La musique de Bernard Hermann, musicien majeur d’Hollywood au service de nombreux réalisateurs, de Hitchcock (La mort aux trousses, et de nombreux autres films) à Martin Scorsese (Taxi driver) en passant par Brian de Palma (Obsession) ou Truffaut (La mariée était en noir, Fahrenheit 451), doit aussi être soulignée pour son rôle dans l’accompagnement des images et le basculement du récit dans le fantastique. La musique, par une tonalité singulière, participe au mystère du film et de l’intrigue et accompagne fort bien la première apparition du fantôme lorsqu’un travelling arrière qui s’éloigne de Madame Muir endormie nous fait découvrir le capitaine Gregg, être rêvé ou fantôme, l’observant.

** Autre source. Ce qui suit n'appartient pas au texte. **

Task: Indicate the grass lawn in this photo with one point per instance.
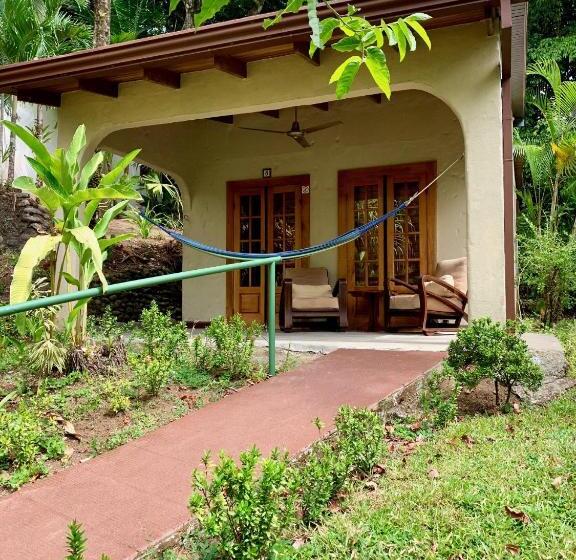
(487, 487)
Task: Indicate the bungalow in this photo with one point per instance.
(191, 100)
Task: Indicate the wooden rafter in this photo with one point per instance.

Il convient enfin de dire un mot sur la qualité de jeu des principaux interprètes qui rendent crédibles cette improbable rencontre. Joseph Mankiewicz a choisi pour interpréter Madame Muir l’actrice Gene Tierney, figure déjà bien connue d’Hollywood à l’époque. Gene Tierney tournera précisément ses plus beaux rôles au début de sa carrière, notamment avec Laura, film d’Otto Preminger, sorti trois ans auparavant en 1944. A l’inverse l’acteur Rex Harrison qui interprète le fantôme du capitaine Gregg, même s’il n’était plus un inconnu, n’est pas encore à l’apogée de sa carrière. Mankiewicz fera de nouveau appel à lui pour le personnage de César dans Cléopâtre et on le retrouvera également dans Guêpier pour trois abeilles. Mais c’est pour l’interprétation du professeur Higgins dans My fair Lady de Georges Cukor qu’il recevra en 1964 l’oscar du meilleur acteur. Remarquons enfin, de façon plus anecdotique, la présence de Natalie Wood encore enfant (elle n’a que 11 ans) qui interprète Anna, la petite fille de madame Muir. Elle deviendra, comme on le sait, une actrice majeure d’Hollywood quelques années plus tard en jouant par exemple pour Nicholas Ray (La fureur de vivre), John Ford (La prisonnière du désert) ou encore Robert Wise (West Side Story).

Le Fantôme et Madame Muir, j’allais écrire « le fantôme de Madame Muir » même si ce n’est pas son véritable titre est l’un des films les plus romantiques et les plus beaux de Joseph Mankiewicz. Comme dans toute œuvre cinématographique, le récit, les images et la musique ne font qu’UN si bien qu’il est difficile de déterminer un facteur plutôt qu’un autre comme source de notre émotion. Quoi qu’il en soit le charme opère et la vision du film nous procure toujours un immense plaisir. Pour finir qu’il me soit permis ici un souhait, celui de voir projeter, lors de la saison cinématographique prochaine, le dernier film de Mankiewicz Le limier, un chef d’œuvre d’intelligence et, selon de nombreux cinéphiles, son meilleur film.